An eyewitness claims that some 2,000 people entered the building’s door singing the national anthem. The images show protesters walking around the main building.

They then entered the national security committee building, where the former president is serving an eleven-year prison sentence for corruption.

An activist told the AFP news agency that Atambayev was released without “violence or weapons”, and that local personnel made no attempt to arrest them.

At least 120 people, including an opposition leader, were injured in clashes between protesters and police in the capital Bishkek after Sunday’s elections, according to health officials. About half of the injured are said to be police officers.

The election results showed that the establishment was headed for victory in the former Soviet Republic. Parties close to Kyrgyzstan’s pro-Russian President Sooronbai Jeenbekov won parliamentary elections on Sunday in the mountainous region of Central Asia, where the Birimdik party, led by the president’s brother, received roughly one in four votes.

Kyrgyzstan is one of the five former Soviet Central Asian republics and borders China, Kazakhstan, Tajikistan, and Uzbekistan. The country became independent in the fall of the Soviet Union in 1991.

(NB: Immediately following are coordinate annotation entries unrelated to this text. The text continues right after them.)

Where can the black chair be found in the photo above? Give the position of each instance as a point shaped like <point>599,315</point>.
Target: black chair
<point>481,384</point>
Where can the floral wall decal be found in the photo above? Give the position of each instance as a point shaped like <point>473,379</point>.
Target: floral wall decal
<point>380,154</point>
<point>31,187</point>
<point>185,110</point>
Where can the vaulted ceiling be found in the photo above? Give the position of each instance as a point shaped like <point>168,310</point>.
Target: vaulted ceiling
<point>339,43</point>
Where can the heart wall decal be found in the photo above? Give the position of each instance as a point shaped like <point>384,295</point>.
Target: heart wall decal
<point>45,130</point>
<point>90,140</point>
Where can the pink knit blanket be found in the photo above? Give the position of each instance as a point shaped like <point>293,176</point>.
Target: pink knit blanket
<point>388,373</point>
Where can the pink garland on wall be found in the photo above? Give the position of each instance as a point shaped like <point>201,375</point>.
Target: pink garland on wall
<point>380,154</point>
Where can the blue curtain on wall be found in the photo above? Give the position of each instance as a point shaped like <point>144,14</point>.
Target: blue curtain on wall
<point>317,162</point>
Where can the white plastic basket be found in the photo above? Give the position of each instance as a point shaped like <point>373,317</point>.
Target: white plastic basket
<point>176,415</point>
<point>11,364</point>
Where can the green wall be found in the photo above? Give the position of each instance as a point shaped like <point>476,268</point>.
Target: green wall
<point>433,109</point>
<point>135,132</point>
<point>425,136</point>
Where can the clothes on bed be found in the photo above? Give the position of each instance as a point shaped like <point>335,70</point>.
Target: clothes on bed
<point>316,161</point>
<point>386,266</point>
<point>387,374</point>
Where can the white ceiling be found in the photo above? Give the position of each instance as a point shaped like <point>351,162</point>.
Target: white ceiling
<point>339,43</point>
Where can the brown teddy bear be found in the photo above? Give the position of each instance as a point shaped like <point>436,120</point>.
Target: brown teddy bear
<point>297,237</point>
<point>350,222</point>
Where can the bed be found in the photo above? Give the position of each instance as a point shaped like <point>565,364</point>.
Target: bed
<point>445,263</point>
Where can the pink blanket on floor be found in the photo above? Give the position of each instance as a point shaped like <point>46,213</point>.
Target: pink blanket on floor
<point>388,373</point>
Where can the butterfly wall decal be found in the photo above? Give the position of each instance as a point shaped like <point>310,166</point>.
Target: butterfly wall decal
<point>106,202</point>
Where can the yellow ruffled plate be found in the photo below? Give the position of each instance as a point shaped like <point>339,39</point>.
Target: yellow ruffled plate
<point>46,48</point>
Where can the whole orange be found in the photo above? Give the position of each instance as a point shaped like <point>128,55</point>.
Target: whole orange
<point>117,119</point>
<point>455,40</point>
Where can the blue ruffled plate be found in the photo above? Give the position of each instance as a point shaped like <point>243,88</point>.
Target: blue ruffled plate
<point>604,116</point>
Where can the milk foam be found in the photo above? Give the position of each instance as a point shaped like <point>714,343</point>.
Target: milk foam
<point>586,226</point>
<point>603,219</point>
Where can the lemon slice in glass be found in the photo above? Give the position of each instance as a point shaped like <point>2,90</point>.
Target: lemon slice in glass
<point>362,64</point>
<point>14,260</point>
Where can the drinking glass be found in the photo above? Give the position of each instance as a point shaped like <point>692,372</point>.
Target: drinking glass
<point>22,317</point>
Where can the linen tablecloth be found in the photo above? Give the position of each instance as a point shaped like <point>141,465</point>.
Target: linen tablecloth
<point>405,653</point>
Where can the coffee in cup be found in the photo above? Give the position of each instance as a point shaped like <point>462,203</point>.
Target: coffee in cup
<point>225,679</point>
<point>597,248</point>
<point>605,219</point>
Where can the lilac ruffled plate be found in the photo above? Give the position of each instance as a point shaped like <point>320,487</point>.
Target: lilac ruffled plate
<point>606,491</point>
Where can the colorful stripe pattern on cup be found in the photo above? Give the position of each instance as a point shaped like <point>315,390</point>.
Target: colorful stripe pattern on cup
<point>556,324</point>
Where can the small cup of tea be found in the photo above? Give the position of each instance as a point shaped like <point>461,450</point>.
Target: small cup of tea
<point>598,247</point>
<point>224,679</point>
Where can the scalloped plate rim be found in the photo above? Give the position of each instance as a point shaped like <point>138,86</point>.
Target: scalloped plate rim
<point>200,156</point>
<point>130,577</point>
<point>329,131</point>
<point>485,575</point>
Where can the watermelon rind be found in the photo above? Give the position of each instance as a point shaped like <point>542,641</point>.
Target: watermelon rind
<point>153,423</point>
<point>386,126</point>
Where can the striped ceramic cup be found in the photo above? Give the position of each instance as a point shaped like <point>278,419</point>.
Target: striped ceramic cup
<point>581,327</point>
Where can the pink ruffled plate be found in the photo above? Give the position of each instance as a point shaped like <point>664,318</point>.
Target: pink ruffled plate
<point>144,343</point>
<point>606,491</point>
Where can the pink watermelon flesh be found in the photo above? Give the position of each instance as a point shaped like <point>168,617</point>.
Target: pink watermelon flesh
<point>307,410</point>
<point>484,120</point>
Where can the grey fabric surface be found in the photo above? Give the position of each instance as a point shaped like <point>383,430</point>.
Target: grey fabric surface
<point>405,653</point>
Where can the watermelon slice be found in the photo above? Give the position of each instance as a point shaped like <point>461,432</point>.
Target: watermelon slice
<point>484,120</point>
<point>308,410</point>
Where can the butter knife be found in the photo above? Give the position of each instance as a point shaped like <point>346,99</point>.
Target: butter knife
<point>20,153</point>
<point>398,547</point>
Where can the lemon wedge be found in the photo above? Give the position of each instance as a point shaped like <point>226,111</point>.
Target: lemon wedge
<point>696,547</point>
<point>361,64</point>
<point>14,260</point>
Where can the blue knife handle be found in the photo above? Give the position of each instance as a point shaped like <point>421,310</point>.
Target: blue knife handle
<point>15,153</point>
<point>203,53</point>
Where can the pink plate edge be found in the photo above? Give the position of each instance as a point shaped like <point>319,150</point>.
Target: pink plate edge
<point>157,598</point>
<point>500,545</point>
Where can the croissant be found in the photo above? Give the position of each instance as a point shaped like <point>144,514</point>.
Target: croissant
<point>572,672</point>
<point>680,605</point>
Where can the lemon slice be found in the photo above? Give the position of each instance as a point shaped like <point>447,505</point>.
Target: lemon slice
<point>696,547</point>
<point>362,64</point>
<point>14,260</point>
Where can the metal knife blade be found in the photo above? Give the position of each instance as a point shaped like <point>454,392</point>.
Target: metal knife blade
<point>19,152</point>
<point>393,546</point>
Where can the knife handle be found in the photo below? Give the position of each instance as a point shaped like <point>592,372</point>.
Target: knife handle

The country is about half the size of Sweden and has just over five million inhabitants. The capital is Bishkek with about 800,000 inhabitants.

Just over two-thirds of the inhabitants are Kyrgyz, 15% are Uzbeks and 10% are Russian. The inhabitants live mainly in three areas: in the plain around the capital Bishkek in the northwest, around Issyk-Kul lake in the northeast, and in the Fergana valley in the southwest.

The economy depends on the income of Kyrgyz émigrés and the Kumtor gold mine, which accounts for 10 percent of GDP.

Politics is characterized by contradictions between the clans of the south-west and north of the country. Tensions between Kyrgyz and Uzbeks in the Fergana Valley culminated in 2010 violence that claimed hundreds of lives and forced authoritarian President Kurmanbek Bakiyev to flee.

Since then, the country has been governed by a series of multi-party coalitions dominated by Social Democrats and democracy has gradually strengthened. However, development is held back by corruption and organized crime.